Last week, the Supreme Court heard oral arguments in Texas Department of Housing and Community Affairs v. The Inclusive Communities Project, a case in which the Center for Equal Opportunity has been heavily involved.
The question presented in this case is: “Are disparate-impact claims cognizable under the Fair Housing Act?”
Under a disparate-impact claim, discriminatory motive is irrelevant: It need not be alleged nor proved, and it doesn’t even matter if the defendant proves that there was no discriminatory motive. If a policy or procedure results in a disproportion of some sort — not only on the basis of race, color, or national origin, but also religion, sex, or familial status (that is, having children) – then that’s enough, even if the policy is nondiscriminatory by its terms, in its intent, and in its application. The defendant can prevail only by showing – to the satisfaction of a judge or jury who may know or care nothing of the defendant’s needs – some degree of “necessity” for the policy.
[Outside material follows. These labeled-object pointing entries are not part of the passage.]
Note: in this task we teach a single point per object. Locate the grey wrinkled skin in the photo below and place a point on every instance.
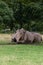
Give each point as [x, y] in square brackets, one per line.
[23, 36]
[37, 37]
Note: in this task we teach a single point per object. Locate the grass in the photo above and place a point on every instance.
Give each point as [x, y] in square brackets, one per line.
[19, 54]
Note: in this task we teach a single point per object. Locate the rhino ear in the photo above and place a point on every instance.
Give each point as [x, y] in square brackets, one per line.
[23, 30]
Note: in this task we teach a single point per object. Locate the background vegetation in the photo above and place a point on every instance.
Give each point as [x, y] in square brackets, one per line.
[16, 14]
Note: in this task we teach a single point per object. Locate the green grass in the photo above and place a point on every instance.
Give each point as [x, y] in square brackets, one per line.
[21, 54]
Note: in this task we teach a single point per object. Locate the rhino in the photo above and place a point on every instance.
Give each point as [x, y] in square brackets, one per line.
[24, 36]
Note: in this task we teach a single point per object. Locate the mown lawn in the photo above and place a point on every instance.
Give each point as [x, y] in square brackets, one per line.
[21, 55]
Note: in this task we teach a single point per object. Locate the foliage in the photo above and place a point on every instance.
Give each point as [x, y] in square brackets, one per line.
[16, 14]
The Supreme Court should reject this approach to civil-rights law enforcement.
1. Text. This approach is flatly inconsistent with the Act’s text. The text uses not only the phrase “because of” race but also “on account of” and “based on.” All of these phrases are naturally read to require a showing of discriminatory intent. The phrase “on account of” also appears in a section of the Act that bans coercion and intimidation of those exercising fair-housing rights, and intent is clearly implied there; and the “because of” and “on account of” language also is used to delineate certain fair-housing violations as crimes, and criminal prosecutions cannot be based on a disparate-impact theory. The disparate-impact approach would also render superfluous many of those provisions in the statute regarding the disabled. For instance, the failure to make or allow “reasonable modifications” and “reasonable accommodations” could have been attacked under a disparate-impact theory without those provisions.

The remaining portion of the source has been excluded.